En la semana se hizo viral una imagen donde los usuarios de la empresa de colectivos koko debieron bajar a empujar una unidad que se había quedado en el camino. El viaje inconcluso terminó con clientes empujando un colectivo, y llegando a sus destinos a dedo.

Ante el decadente servicio, los precios altos y como contraposición de esta reacción bondadosa, pero sumamente pasiva de los usuarios, nos encontramos con un joven estudiante de derecho que por «redes» propone la idea reaccionaria de juntar a todos los estudiantes del valle para bloquear la salida de los vehículos hasta que la empresa, al menos, baje la tarifa, argumentando como pibes y pibas de la zona deben dejar de estudiar abandonando su realización personal porque no tienen guita para subirse a un bondi.

Vale recalcar que la empresa aumenta sus boletos semestralmente con la aprobación el Ministerio de Obras y Servicios Públicos de Río Negro, este 2019 ya incrementó sus tarifas en un 20%. Precios caros y pésimas prestaciones son los reclamos constantes contra la empresa en defensa al consumidor en todas las localidades de la región.

¿Qué tan lejos estamos, como sociedad, de enfrentar y luchar con valentía contra las injusticias sociales que perpetran diariamente las empresas privadas contra sus usuarios?

Quien viaja en la empresa monopólica del transporte público del Alto Valle sabe de qué hablo. No hace falta mencionar ni una de sus falencias, sería hacerles perder el tiempo porque las conocen, las viven a diario.

Durante muchos años los afroamericanos debían ceder sus lugares a los blancos en el transporte público norteamericano, hasta que un día una humilde costurera negra encendió la mecha y desató el boicot al transporte público en los Estados Unidos, un boicot que duró más de un año.

A mediados del ‘50 seguían vigentes las leyes Jim Crow, herederas directas de la esclavitud del siglo XIX, redactadas para que los afroamericanos tomaran conciencia de su presunta inferioridad y se mantuvieran en situación de marginación social. De acuerdo con ellas, los negros no podían compartir con los blancos los espacios públicos.

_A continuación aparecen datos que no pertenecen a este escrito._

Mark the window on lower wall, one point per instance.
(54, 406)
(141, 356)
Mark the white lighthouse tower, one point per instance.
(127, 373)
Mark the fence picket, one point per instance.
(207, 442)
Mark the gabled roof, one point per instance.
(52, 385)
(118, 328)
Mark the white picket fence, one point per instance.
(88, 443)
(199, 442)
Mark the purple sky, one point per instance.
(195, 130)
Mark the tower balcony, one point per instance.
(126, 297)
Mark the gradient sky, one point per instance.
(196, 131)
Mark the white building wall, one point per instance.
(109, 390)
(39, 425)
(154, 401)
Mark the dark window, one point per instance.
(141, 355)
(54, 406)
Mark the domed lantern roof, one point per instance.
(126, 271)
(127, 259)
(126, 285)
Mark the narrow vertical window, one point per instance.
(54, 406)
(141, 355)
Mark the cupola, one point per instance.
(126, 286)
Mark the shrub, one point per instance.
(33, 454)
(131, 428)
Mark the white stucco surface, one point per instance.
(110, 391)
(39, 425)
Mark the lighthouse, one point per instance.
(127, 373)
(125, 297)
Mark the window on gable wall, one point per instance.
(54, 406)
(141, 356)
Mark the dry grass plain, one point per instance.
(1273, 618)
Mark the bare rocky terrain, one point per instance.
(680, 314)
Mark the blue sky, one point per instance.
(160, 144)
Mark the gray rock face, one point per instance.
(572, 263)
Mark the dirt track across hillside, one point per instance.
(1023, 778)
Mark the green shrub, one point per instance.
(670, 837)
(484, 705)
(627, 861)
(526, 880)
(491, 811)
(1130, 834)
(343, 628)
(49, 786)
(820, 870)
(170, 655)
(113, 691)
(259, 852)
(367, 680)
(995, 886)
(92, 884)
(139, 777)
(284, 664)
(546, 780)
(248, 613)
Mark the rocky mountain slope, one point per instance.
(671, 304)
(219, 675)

Un 1ro de diciembre del ‘55 subieron muchos blancos al colectivo, por lo que el conductor exigió a cuatro pasajeros negros que cedieran su asiento. Sin embargo Rosa Parks se negó. El conductor había tratado de disuadirla, ella estaba obligada a acatar la ley, firme en su decisión Rosa pasó la noche en el calabozo, acusada de perturbar el orden público. Ese gesto valiente la convertiría en símbolo de la lucha por los derechos civiles. Tiempo después, el Tribunal Supremo de EEUU declaraba inconstitucional la ley de segregación racial en el transporte público.

El «koko» como los colectivos norteamericanos en los ’50 también tienen una delgada línea que divide. En este caso los que sufren son los que a la vez solventan las ganancias de la empresa sentándose inmutables detrás de la línea, por delante de ellos quienes se regocijan en la poluta comodidad política empresarial. Esto no deja de ser una precisa analogía de la Argentina cotidiana: El trabajador, el estudiante, el jubilado sufre y pierde; y los empresarios y políticos gozan de privilegios.

Mientras sigamos sentados en la miseria de quien calla, implosiona por dentro y escupe la basura por redes, este tipo de injusticias seguirán a la orden del día. Ante esto se debe alzar la voz, buscar la unidad en el enojo y consolidar la empatía por el prójimo. Luchar.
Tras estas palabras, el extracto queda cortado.